Muszę przyznać, że niechętnie eksperymentuję i jeśli nie zmusi mnie sytuacja, nie lubię zmieniać rzeczy do których jestem przyzwyczajona. Bywają jednak w życiu takie sytuacje, że nie wszystko układa się po naszej myśli. Miałam ostatnio ważne spotkanie biznesowe, a moja kosmetyczka przebywała na urlopie. Chciałam zrobić manicure hybrydowy, więc chcąc nie chcąc, musiałam udać się do innego, nieznanego mi dotąd salonu kosmetycznego. Wybór padł na salon urody Elegante przy ul. Juliusza Ordona 12 w Warszawie.
Szukałam czegoś blisko mnie, czyli na Woli i w końcu natknęłam się w Internecie na ofertę salonu kosmetycznego Elegante. Umówiłam się telefonicznie, więc kompletnie nie wiedziałam, co mnie czeka. Okazało się, że to bardzo ciekawie i profesjonalnie wyposażone miejsce. Od wejścia dało się wyczuć przyjemną atmosferę i życzliwe nastawienie pracownic przede wszystkim do klientów, ale także przyjacielskie relacje między nimi tak, że sprawiały wrażenie naprawdę bardzo zgranego teamu. Wnętrze salonu jest urządzone ze smakiem i bardzo funkcjonalnie. Podczas krótkiego czasu oczekiwania na zabieg lub po prostu na osobę, która się mu poddaje, można zrelaksować się na wygodnej sofie podczas przeglądania kolorowych czasopism. Ja na swój manicure nie musiałam czekać, więc przypuszczam, że tak jest i w każdym innym przypadku. Profesjonalizm w każdym calu – to kosmetyczka czeka na klientkę, nie odwrotnie. Wszystkie wizyty w salonie są bardzo dobrze rozplanowane w ciągu dnia, dzięki czemu żadna z klientek nie musi spędzać długich godzin na oczekiwanie w kolejce na swój zabieg.
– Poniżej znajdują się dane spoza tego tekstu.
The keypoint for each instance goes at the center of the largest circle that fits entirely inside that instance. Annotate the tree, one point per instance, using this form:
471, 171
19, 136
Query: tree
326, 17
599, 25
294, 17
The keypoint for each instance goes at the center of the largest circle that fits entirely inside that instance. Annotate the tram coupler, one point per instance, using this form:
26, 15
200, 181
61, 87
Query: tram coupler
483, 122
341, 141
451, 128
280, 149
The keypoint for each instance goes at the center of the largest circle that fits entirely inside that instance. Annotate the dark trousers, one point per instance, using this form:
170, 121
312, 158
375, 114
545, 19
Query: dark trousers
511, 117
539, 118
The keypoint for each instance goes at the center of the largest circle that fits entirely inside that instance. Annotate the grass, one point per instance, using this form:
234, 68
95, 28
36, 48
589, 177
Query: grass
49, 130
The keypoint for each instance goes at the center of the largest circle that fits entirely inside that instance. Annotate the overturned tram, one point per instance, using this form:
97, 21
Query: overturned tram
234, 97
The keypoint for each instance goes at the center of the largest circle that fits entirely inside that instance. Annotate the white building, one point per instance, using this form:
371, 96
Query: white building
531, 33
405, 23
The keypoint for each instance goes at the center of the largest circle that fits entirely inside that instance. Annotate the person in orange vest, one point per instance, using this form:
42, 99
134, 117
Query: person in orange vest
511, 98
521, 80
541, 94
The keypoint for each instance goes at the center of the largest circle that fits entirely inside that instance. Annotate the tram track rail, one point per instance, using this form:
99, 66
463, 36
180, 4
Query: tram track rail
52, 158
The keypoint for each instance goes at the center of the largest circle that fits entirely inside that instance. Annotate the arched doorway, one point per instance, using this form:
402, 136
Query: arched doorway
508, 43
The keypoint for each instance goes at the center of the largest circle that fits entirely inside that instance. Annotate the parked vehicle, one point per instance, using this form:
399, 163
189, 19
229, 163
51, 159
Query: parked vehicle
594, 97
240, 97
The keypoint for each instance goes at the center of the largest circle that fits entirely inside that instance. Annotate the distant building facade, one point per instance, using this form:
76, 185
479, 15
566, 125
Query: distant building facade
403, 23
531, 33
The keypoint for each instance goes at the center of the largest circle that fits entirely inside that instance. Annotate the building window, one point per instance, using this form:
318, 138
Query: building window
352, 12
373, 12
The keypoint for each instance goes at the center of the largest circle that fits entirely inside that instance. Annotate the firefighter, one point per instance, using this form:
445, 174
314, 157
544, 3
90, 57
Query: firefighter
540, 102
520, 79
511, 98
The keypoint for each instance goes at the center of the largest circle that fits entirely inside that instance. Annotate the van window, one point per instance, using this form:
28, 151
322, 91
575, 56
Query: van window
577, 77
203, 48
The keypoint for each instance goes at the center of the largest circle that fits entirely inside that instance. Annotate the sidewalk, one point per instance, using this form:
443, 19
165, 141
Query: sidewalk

W salonie Elegante wykonywany jest również zabieg depilacji laserowej w Warszawie – sprawdź.
Również jakość świadczonej usługi była całkowicie profesjonalna i na najwyższym poziomie. Mając już doświadczenie w tej kwestii, bo w salonie piękności byłam nie po raz pierwszy, mogłam ocenić, że pracują na najlepszej jakości kosmetykach. Manicure hybrydowy przy użyciu lakiero-żeli Shellac to jest to, czego oczekiwałam. Pani, która zajmowała się moim paznokciami, była przy tym bardzo miła, więc ucięłyśmy sobie pogawędkę, która uprzyjemniła czas zabiegu. Nie zastanawiając się długo, zadowolona z efektu, postanowiłam wypróbować inne zabiegi, jakie oferuje salon Elegante i od razu umówiłam się na peeling kawitacyjny. W poprzednim salonie też z niego korzystałam, a że od ostatniego oczyszczania minęło już trochę czasu, postanowiłam wykorzystać okazję i porównać jakość tej usługi w obu salonach. Bardzo szybko doszłam do wniosku, że przyzwyczajenie to nic dobrego. Do tej pory, jak wspomniałam, korzystałam z usług jednej osoby i nie miałam żadnego rozeznania w temacie, jak powinien wyglądać profesjonalnie wykonany zabieg. Chociaż moja dotychczasowa kosmetyczka pracuje na dobrej jakości kosmetykach, wykonanie zabiegów – jak miałam okazję teraz porównać – pozostawiało wiele do życzenia. Nie wiem, czy to kwestia zużycia sprzętu, ale po peelingu kawitacyjnym w salonie Elegante dopiero zorientowałam się, jakie tak naprawdę powinien on przynosić efekty. Moja skóra po tym jednym zabiegu była w o wiele lepszej kondycji, niż po poddaniu się całej serii w poprzednim salonie! Moja cera była idealnie wygładzona, zmiękczona, nawilżona i oczyszczona. Po powrocie do domu zaczęłam żałować, że od razu nie wykupiłam sobie całej serii zabiegów. Nic straconego, gdyż na pewno zadzwonię i umówię się na kolejne. Przypadek sprawił, że mogłam przejrzeć na oczy i znalazłam salon kosmetyczny z profesjonalną obsługą i jakością zabiegów na najwyższym poziomie. Do poprzedniej kosmetyczki z całą pewnością już nie wrócę. Nauczyłam się też przy okazji, że przyzwyczajenia mogą wywołać więcej szkód niż dobrego. W przyszłości na pewno pozwolę sobie na trochę więcej eksperymentów – w każdej dziedzinie. Tymczasem z całą odpowiedzialnością polecam usługi salonu Elegante.